Infection control for C difficile, however, is about preventing the spread of disease from symptomatic patients. The goal is identification of those with C difficile-associated disease and containment to protect vulnerable patients within the institution. When comparing traditional cell culture cytotoxin neutralisation, a dual-testing algorithm of glutamate dehydrogenase (GDH) and toxin enzyme immunoassay with a rapid molecular test for identification, almost twice as many symptomatic patients were determined positive by PCR over culture.
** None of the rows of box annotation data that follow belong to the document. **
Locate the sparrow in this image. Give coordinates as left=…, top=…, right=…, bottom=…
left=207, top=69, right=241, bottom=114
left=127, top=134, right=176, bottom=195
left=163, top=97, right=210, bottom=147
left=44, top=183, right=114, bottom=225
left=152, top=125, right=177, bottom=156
Follow-up of patients with discrepant results showed more than 90% were clinically confirmed with C difficile infection, providing evidence that timely and accurate results provided by molecular methods correlate well with clinical diagnosis.
Are we making an impact?
Carefully designed infection control initiatives to control the spread of disease appear to be making a difference, as rates of HAIs are dropping in some countries. Fundamental practices such as hand hygiene and facility cleaning are the foundation of strong prevention programmes, but more can be done.
New tools are available to minimise environmental contamination, and will likely become an integral part of hospital design as the return on investment is realised and documented through robust studies. The future holds great promise, as infection control and prevention focuses on the tools of choice for diagnostic testing – rapid, sensitive, specific, and robust tests optimised for early and reliable identification of colonised and infected patients.
We can now identify these patients early on, and spare them extended hospital stays, isolation precautions, suffering and emotional stress, improving progression of healing and morale, making an impact one patient, and one family, at a time.